Our model for predicting extreme cluster growth is described in detail in Rahkovsky et al. (2021). In brief, the model makes binary (yes/no) predictions based on the overall recency of articles in the cluster, the recency of citations to those articles, the prevalence of articles in top journals and conferences, and the past growth of the cluster compared to the entire global literature. We define “extreme growth” as 8% or more annual growth over the next 3-year period. Predictions are only available for clusters with at least 20 articles from the past 12 months. For more details on the model and how it was evaluated, see Rahkovsky et al. (2021), section 2.3.

Known limitations

  • Some clusters don’t have a clear theme or topic. The clusters in the RC Dataset are generated algorithmically, using the citation links between articles and no other information. Usually, articles cite each other because they have other things in common, like language, topic, or method. In some cases, though, the citation-based clustering method may group articles that don’t have much in common thematically, and the resulting clusters might not intuitively “mean” anything.
  • The dataset isn’t generally useful for trend analysis. The clusters in the RC Dataset were last defined in 2021. We continuously add new articles to the clusters that best suit them, but we don’t add clusters, delete clusters, or change the cluster assignment of already assigned articles. In most cases, this makes it hard to use the RC Dataset to study changes over time in the overall research literature or in specific fields.
  • Some articles may switch clusters when the dataset is updated. Articles published after the data was initially clustered are put in the clusters they cite the most. As articles gain more citations, their clusters may change, which could lead to changes in cluster metadata.

Maintenance

How are the data updated?

There are two main types of updates to the RC Dataset.

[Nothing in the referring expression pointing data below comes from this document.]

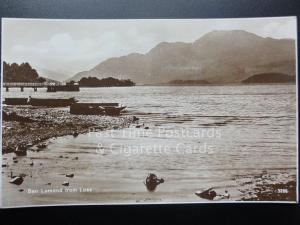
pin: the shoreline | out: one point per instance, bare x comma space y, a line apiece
35, 125
46, 123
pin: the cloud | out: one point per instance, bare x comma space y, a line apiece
76, 45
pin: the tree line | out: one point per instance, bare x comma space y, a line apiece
105, 82
20, 73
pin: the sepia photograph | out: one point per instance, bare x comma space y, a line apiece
148, 111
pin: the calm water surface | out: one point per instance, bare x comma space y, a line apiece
198, 137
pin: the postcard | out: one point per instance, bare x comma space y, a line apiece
148, 111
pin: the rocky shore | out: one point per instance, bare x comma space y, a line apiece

Clustering updates recalculate the clustering structure of the entire dataset “from scratch” using the most recent MAC data and the method described above. The last clustering update was in August 2021.

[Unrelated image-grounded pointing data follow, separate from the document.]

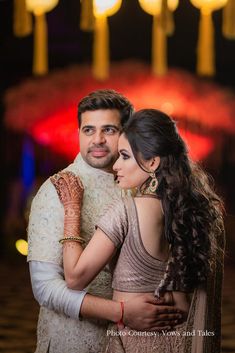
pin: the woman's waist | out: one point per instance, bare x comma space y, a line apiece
124, 296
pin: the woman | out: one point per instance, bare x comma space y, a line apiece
168, 239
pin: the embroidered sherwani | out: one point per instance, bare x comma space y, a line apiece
59, 327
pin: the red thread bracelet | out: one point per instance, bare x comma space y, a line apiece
120, 322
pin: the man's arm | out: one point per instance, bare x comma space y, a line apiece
140, 313
50, 289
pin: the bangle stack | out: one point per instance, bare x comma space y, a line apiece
120, 322
71, 238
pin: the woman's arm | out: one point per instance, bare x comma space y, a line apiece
82, 266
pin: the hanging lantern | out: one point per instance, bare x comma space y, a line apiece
205, 47
40, 57
229, 20
102, 9
22, 24
87, 18
161, 10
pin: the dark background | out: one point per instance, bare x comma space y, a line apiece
130, 38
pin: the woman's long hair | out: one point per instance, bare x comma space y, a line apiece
193, 212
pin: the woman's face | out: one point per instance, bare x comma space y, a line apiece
129, 173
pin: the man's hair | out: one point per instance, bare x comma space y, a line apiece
106, 99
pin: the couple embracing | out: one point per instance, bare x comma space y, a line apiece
127, 273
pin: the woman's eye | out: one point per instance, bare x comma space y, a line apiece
125, 156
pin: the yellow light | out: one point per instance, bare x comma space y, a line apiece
209, 5
153, 7
41, 6
106, 7
22, 246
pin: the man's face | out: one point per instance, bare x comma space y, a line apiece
98, 135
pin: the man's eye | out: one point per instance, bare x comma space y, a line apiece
110, 131
88, 131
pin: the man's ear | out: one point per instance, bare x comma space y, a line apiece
154, 163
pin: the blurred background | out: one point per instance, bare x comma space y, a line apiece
177, 56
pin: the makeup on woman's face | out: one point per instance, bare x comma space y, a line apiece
129, 173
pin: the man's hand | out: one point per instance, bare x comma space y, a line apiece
145, 312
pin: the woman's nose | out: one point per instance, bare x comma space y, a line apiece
116, 165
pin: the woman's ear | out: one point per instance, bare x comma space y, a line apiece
154, 163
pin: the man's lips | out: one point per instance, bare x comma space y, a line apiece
98, 152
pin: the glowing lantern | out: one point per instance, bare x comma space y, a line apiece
39, 8
229, 20
22, 19
87, 16
205, 48
102, 9
162, 25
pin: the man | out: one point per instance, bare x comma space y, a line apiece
101, 115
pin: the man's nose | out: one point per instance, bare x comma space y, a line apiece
99, 138
115, 166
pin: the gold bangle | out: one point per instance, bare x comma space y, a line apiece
77, 239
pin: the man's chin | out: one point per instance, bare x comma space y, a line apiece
103, 163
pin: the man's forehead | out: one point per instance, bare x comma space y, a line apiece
100, 118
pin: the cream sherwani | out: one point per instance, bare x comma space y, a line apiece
57, 332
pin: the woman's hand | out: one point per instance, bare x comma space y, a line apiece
70, 191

Article and metadata updates assign articles that were added to the MAC after the last clustering update to existing clusters, and then recalculate cluster-level metadata with the newly assigned articles taken into account. Each new article is assigned to the cluster it cites the most. Article and metadata updates use an automated process that we run roughly quarterly.

Credits

Virtually all CSET data team members have contributed to the RC Dataset in some form, whether by providing feedback, reviewing code, or helping generate ideas. In alphabetical order, some particular contributions follow:

  • Rebecca Gelles: Phrase extraction and patent metrics development
  • Jennifer Melot: Clustering pipeline implementation and automation support; metadata aggregation and development support
  • Ilya Rahkovsky: Clustering methodology and experimentation, metadata aggregation, and primary metrics development
  • Autumn Toney: Metrics development and review

Dewey Murdick and SciTech Strategies helped develop the clustering concept and methodology. Student research assistant Jerod Sun contributed data characterization. Zach Arnold and Katherine Quinn helped create this documentation.

Major change log

10/13/22Initial release (ETO/CSET internal)

Footnotes

  1. Our clustering algorithm involves a random seed, so the clusters it generates may vary somewhat between runs. To improve stability, we ran the algorithm five times with the same input parameters and different random seeds, resulting in five different cluster structures. For each citation link in the MAC, we then identified how often the cited and citing papers appeared in the same cluster across the five runs. We defined a citation link as “unstable” if the cited and citing paper were in the same cluster in fewer than three of the five runs.

  2. We can measure consistency by measuring how often articles switch clusters across successive runs of the clustering algorithm. In our current process, fewer than 1% of articles switch clusters from run to run (on average).